Investment Trends research reveals advisers are looking for enhanced cyber security, asset reporting, and client portals as they consolidate their tech stacks.
The research firm’s 21st edition of the Adviser Technology Needs Report found that advisers are demanding greater technology integration for their practices as they consolidate their tech stacks.
Advisers are primarily focused on technology with user-friendly client portals and improved reporting for non-custodial assets, with larger practices, especially those with five or more advisers, more inclined to increase their technology budget for these benefits.
The report found that advisers, on average, are spending $37,000 on technology per year but are planning to increase spending by 6 per cent to $39,000. Larger practices are also planning to boost their spending by 8 per cent, to $91,000 per annum.
Speaking on the findings, Ludovic Sevestre, associate research director at Investment Trends, said platform providers need to remain flexible to utilise future technological advancements and the needs of advisers and their clients.
“Advisers recognise the need for seamless integration across their technology platforms to enhance client experience and operational efficiency. This integration is crucial for delivering accurate financial advice, allowing advisers to focus on client relationships and planning,” Sevestre said.
“For providers, the opportunity lies in developing systems that adapt to future advancements, driving growth and client satisfaction.”
Cyber security remains a key concern for advisers, with one in five (21 per cent) rating security among the top three most important factors when choosing an investment platform, surpassing brand and education.
While many platforms have implemented security measures, such as multi-factor authentication, anti-malware software, and strong passwords, 36 per cent of advisers still rate their practice’s cyber-readiness below seven out of 10.
Sevestre explained that advisers are concerned about the security of their technology and are leaning towards technology that offers greater protection.
“Security is paramount in protecting client data and maintaining trust. Advisers are increasingly prioritising cyber security in their technology investments, recognising it as a cornerstone of their service offering,” he said.
“Providers who focus on robust security measures will safeguard client information and reinforce their reputation for reliability and trustworthiness, essential for long-term success in the financial advisory sector.”
Looking at how advisers are using AI, the report found that adoption of the technology is on the rise, with 37 per cent of advisers already using AI tools to improve practice efficiency, and a further 43 per cent have expressed interest in the technology, contingent on support for implementation, security, and privacy concerns.
Among those already using AI, the most common uses are for editing (42 per cent) and customer service (33 per cent). These are followed by reporting, 17 per cent, research and modelling, 16 per cent, data analytics, 14 per cent, and practice management, 12 per cent.
The least common areas of use were cyber security (9 per cent), risk management (5 per cent), and investment selection (3 per cent); however, they were still areas of interest, with almost 20 per cent of respondents indicating them as areas in which they wish to see AI advancement.
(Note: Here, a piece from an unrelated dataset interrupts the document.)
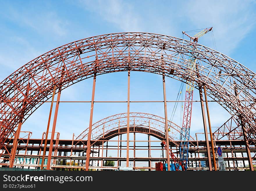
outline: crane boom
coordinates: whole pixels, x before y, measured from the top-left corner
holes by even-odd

Sevestre highlighted how advisers are looking to use technology and AI to increase efficiency within their practices.
“AI is transforming the financial advisory landscape by automating routine tasks and providing deeper insights through data analytics. Advisers who embrace AI will be well-positioned to offer more efficient and personalised services to their clients, gaining a competitive edge,” he said.
“Providers that develop AI tools to enhance client interactions and strategic decision making will lead the way in this evolving landscape.”